B. Dowzer : L’hypothèse de l’employé heureux et productif est en fait assez complexe. Le bien-être peut être défini selon divers critères : l’état d’esprit, le stress, l’équilibre entre vie professionnelle et vie privée, la satisfaction au travail, les résultats de l’entreprise face à l’absentéisme, le niveau de satisfaction de la clientèle, le nombre de démissions, la démotivation et les problèmes de harcèlement. Ajouter l’environnement aux autres facteurs de bien-être rend l’équation encore plus complexe. Même les entreprises qui se focalisent sur le bienêtre au travail ont conscience qu’assurer le bonheur des employés ne suffit pas si ces derniers ne sont pas efficaces ! Cependant, il est également vrai qu’une entreprise ne doit pas se concentrer sur l’efficacité au détriment du bien-être.

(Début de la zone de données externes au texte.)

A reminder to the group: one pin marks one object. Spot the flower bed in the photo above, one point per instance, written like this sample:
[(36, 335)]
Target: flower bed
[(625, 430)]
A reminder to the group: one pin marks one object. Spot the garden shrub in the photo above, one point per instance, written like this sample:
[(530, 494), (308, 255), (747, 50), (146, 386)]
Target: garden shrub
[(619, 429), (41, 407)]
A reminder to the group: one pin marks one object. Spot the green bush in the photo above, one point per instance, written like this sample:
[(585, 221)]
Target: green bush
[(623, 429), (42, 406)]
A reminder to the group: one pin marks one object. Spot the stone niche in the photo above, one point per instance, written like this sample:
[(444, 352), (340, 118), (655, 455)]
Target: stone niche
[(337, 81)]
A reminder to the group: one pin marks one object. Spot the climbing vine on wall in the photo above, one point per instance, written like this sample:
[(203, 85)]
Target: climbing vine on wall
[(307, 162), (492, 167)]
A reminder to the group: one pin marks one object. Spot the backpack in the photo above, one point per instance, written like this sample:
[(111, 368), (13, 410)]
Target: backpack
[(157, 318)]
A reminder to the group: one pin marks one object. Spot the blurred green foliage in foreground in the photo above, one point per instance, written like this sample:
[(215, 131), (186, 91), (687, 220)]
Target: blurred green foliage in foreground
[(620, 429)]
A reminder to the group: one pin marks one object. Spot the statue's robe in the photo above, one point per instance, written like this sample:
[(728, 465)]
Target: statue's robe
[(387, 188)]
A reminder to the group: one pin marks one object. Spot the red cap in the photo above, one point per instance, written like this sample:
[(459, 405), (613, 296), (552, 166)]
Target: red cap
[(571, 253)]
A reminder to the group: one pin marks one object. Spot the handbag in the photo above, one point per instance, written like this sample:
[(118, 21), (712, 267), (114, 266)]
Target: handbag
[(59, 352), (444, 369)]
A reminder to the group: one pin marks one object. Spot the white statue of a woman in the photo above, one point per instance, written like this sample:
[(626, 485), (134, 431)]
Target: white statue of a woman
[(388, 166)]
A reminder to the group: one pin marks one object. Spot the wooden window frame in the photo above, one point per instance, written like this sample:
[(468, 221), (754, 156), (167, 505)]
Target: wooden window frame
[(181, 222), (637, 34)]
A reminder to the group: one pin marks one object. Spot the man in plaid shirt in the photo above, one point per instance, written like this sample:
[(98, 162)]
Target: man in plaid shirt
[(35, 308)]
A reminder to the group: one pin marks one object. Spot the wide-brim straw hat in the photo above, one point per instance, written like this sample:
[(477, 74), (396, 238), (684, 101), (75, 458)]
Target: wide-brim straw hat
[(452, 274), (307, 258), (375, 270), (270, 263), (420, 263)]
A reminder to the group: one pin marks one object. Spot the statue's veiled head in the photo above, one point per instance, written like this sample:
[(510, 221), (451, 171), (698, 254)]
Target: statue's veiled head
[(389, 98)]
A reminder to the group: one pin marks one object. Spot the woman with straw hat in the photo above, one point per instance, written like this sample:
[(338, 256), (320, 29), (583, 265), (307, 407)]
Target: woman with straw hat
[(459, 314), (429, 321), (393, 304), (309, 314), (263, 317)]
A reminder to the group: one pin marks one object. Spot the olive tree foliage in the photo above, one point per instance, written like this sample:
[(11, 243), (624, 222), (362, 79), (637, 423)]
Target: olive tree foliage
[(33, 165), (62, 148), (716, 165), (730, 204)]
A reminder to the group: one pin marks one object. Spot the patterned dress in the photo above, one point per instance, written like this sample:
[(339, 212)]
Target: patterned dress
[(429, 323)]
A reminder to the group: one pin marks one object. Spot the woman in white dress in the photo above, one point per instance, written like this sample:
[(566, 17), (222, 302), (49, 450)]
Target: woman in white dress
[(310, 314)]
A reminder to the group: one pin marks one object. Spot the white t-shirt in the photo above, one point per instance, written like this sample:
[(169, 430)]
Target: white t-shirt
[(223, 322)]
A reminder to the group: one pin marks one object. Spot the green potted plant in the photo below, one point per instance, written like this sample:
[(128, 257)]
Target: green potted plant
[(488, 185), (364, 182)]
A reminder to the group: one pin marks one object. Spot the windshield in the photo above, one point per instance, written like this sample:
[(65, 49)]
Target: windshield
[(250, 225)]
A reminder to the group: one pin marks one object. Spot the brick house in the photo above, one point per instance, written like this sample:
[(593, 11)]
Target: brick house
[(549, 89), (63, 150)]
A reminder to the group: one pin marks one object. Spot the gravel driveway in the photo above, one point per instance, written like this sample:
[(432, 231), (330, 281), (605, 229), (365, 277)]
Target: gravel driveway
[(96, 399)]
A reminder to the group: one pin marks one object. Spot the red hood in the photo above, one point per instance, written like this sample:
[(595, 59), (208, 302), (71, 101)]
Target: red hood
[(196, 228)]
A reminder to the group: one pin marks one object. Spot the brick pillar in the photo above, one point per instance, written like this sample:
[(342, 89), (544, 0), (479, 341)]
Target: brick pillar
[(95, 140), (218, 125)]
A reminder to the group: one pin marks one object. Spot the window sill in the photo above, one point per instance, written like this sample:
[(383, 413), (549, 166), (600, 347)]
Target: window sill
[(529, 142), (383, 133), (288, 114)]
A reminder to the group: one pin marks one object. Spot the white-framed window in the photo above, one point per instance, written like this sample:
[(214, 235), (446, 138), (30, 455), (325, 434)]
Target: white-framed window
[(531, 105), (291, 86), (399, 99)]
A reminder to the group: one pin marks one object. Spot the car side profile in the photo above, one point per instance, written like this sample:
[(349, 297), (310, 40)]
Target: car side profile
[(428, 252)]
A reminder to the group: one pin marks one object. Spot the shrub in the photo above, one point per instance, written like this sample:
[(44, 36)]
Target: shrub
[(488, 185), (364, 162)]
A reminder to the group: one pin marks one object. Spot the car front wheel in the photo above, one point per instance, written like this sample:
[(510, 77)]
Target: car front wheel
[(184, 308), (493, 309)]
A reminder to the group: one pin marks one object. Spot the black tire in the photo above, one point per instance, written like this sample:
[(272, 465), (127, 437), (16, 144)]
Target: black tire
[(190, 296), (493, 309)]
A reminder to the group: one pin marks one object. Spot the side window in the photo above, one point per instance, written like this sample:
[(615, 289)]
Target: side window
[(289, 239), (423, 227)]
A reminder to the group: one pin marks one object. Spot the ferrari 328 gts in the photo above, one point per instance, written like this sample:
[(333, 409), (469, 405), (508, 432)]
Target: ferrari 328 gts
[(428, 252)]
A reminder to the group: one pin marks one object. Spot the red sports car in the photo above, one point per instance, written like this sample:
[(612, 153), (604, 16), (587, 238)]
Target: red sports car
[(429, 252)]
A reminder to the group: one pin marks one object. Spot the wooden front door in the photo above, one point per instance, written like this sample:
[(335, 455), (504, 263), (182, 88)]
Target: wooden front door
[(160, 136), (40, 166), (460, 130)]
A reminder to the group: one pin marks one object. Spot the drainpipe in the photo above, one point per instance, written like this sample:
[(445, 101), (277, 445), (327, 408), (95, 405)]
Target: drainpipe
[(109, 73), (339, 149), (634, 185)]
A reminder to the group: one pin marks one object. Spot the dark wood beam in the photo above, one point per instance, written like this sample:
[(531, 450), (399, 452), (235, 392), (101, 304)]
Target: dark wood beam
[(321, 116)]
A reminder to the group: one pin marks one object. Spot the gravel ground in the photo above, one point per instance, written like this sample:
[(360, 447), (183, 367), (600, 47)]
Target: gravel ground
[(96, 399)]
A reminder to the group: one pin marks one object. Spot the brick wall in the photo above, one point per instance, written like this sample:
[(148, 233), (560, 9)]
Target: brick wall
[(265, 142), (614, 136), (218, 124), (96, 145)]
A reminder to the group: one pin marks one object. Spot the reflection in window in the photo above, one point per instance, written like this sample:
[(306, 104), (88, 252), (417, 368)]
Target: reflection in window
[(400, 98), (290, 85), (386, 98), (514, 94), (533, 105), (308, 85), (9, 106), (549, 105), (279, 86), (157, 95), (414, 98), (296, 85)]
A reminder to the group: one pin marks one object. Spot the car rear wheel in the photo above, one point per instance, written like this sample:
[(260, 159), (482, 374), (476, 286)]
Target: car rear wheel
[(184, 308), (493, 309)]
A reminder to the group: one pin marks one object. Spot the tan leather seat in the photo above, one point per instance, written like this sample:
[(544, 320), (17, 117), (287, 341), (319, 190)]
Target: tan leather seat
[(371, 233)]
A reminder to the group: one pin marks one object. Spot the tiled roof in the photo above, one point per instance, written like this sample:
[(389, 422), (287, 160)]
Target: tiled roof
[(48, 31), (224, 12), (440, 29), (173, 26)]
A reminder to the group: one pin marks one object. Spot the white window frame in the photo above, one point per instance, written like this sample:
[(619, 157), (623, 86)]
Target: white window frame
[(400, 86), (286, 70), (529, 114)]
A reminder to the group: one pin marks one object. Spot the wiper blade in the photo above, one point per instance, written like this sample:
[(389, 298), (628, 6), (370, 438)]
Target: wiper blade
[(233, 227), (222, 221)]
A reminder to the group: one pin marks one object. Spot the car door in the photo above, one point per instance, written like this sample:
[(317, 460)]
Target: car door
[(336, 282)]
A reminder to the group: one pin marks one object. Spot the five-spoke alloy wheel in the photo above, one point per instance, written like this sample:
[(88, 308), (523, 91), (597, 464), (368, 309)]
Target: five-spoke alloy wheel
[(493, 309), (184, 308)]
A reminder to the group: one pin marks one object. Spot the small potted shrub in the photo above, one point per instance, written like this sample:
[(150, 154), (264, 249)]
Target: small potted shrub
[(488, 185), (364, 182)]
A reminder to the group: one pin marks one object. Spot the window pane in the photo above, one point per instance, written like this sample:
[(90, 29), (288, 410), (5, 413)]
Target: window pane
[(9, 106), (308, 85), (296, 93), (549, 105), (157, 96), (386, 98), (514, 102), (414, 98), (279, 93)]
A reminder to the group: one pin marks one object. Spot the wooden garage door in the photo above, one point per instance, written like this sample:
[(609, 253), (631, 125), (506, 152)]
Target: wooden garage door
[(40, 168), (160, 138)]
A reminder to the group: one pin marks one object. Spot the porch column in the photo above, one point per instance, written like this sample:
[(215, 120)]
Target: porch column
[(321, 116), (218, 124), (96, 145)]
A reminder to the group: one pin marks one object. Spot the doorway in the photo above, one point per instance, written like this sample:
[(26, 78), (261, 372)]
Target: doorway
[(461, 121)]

S. Minnett : Voyez tout ce que nous avons mis en place dans les entreprises : plus de lumière naturelle, des espaces plus paisibles, des salles de yoga et de massage, des salles de sport, des bureaux propices à la mobilité et au mouvement ainsi que toute une gamme d’espaces de travail. Tous ces éléments contribuent à améliorer l’équilibre entre vie professionnelle, vie privée et bien-être. Ils sont de plus rentables pour l’entreprise, puisqu’ils permettent des congés maladie plus courts, un taux de renouvellement des effectifs plus faible et une productivité accrue.

En Australie, les entreprises comprennent bien la relation de cause à effet entre le ressenti des personnes et leur comportement.